Variant of Vivian, from Latin 'vivianus' meaning alive or full of life.
Vivan is a variant form of Vivian, a name with ancient Latin and Celtic roots. The Latin "Vivianus" derives from "vivus," meaning "alive" or "lively," and the name was borne by several early Christian saints, most notably Saint Vivianus, a fifth-century bishop of Saintes in Gaul. That root meaning — simply, vibrantly alive — gives the name an intrinsic vitality that has sustained it across fifteen centuries of use.
In medieval Britain, the spelling varied widely: Vivien, Vivienne, Viviane, and Vivan all appear in historical records, reflecting the fluid orthography of the age. The name's most enduring cultural avatar is Viviane, the Lady of the Lake in Arthurian legend — the enchantress who raised Lancelot, gifted Excalibur to Arthur, and ultimately imprisoned Merlin in a tower of air or a cave of crystal, depending on which cycle you follow. She is a figure of immense power, ambiguity, and wisdom: neither purely villain nor purely hero, but a force of nature operating by her own deep logic.
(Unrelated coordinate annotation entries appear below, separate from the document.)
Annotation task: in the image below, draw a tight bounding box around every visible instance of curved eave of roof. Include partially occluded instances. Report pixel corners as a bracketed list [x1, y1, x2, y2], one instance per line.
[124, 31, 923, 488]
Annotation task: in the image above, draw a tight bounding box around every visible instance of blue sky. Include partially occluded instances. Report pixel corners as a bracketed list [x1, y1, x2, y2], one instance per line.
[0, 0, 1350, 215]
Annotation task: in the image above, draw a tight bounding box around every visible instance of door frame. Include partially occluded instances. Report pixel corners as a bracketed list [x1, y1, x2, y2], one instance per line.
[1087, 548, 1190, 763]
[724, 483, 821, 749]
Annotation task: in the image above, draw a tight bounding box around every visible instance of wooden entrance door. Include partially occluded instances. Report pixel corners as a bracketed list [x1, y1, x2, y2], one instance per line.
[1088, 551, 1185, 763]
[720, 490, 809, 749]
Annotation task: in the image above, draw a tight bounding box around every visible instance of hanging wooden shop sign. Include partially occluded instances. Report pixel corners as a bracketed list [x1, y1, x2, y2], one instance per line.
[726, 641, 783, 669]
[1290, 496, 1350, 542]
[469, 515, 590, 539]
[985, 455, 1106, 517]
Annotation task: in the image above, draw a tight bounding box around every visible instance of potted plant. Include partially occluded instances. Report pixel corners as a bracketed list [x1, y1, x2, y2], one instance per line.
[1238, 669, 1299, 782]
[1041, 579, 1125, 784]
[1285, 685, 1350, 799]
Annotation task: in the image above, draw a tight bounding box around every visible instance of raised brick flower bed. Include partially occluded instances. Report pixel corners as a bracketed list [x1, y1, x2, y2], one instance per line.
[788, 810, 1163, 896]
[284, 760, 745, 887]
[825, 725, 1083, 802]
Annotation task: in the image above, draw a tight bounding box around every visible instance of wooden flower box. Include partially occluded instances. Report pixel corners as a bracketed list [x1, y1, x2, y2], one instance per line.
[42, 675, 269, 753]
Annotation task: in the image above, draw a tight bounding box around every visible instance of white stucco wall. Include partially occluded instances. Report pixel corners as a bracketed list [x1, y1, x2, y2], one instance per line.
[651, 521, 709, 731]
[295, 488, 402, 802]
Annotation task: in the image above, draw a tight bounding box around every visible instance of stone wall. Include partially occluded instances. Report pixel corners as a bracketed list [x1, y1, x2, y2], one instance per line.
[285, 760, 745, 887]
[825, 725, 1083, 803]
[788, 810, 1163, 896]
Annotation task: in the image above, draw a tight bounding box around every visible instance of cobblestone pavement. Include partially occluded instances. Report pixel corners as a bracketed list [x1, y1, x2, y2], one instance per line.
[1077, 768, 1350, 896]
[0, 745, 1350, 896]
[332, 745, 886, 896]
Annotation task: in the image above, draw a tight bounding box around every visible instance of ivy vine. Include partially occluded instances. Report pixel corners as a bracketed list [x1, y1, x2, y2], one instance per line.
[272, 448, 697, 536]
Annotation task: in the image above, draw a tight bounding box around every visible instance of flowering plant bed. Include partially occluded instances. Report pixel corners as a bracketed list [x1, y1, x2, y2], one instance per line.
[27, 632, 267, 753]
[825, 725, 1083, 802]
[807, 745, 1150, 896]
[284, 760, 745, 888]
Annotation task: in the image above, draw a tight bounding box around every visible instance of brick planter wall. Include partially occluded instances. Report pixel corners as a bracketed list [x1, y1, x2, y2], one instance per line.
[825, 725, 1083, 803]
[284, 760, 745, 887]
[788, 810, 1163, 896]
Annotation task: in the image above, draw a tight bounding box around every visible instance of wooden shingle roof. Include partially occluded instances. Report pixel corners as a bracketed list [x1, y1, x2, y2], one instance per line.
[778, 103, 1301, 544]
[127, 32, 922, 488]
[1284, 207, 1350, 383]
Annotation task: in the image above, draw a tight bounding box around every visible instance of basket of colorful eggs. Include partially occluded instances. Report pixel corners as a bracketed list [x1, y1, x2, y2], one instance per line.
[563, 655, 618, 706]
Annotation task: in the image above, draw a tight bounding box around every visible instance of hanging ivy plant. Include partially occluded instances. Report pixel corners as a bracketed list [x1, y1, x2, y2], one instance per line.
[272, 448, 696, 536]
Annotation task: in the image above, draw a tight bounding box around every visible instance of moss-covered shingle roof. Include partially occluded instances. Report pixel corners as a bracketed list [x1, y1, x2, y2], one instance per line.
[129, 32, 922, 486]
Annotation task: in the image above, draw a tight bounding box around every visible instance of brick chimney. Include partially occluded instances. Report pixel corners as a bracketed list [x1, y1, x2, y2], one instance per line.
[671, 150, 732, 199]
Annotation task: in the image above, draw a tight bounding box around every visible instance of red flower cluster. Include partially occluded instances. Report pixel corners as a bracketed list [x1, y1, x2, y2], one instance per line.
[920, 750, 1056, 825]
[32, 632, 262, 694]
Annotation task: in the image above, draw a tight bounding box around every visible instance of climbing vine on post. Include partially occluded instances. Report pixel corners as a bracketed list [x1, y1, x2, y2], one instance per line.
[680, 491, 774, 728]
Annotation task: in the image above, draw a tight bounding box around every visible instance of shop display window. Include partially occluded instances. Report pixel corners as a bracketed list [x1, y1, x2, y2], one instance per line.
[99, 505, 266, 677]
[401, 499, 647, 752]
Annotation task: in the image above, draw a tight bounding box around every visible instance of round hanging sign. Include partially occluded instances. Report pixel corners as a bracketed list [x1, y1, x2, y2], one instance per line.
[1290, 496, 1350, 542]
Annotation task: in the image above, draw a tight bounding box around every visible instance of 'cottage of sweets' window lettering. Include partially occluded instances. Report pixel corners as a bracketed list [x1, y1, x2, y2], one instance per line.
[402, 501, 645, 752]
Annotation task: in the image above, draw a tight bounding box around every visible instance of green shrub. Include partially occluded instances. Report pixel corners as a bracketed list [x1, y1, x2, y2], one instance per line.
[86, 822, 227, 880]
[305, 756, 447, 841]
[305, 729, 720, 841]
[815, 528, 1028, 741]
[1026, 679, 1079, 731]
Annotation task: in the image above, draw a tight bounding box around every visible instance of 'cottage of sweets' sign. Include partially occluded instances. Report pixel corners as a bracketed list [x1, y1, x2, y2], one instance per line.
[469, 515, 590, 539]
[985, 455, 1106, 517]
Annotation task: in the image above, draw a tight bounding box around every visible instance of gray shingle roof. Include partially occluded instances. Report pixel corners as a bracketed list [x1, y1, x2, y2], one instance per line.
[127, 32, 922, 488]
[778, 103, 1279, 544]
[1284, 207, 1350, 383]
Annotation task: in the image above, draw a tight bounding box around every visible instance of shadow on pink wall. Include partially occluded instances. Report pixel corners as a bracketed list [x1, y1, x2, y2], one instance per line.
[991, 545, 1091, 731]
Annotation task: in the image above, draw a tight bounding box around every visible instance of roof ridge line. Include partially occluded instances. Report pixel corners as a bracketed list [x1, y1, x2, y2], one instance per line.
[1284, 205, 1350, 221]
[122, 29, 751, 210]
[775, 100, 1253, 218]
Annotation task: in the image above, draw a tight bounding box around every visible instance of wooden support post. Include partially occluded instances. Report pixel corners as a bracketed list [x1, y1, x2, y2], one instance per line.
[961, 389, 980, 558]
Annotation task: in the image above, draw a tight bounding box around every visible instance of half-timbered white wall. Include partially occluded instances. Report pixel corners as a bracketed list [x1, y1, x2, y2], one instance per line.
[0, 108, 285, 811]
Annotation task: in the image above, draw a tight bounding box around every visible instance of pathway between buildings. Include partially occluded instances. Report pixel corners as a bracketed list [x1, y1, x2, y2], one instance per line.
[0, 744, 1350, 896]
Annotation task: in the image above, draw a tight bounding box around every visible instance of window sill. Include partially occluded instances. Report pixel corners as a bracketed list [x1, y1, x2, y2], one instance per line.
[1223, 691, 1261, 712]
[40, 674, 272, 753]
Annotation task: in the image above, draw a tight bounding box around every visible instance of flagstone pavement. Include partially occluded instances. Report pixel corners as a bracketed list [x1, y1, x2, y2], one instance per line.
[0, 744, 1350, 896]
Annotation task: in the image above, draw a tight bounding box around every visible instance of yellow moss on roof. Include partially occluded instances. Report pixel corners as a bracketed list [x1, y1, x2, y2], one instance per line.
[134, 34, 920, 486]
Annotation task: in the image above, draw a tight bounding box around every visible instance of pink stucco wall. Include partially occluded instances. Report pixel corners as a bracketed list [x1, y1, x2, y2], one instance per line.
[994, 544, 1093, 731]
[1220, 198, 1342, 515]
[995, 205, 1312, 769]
Alfred Lord Tennyson's Idylls of the King portrays her as "Vivien," seductive and manipulative, while other retellings restore her as a guardian and wise woman. The name carries all of that complexity. The spelling Vivan, shedding the final syllable, has a spare, modern quality — lighter on the tongue, gender-fluid in contemporary usage, and increasingly seen in South Asian naming traditions where it has been adopted phonetically. It manages to feel both ancient and contemporary, rooted and free.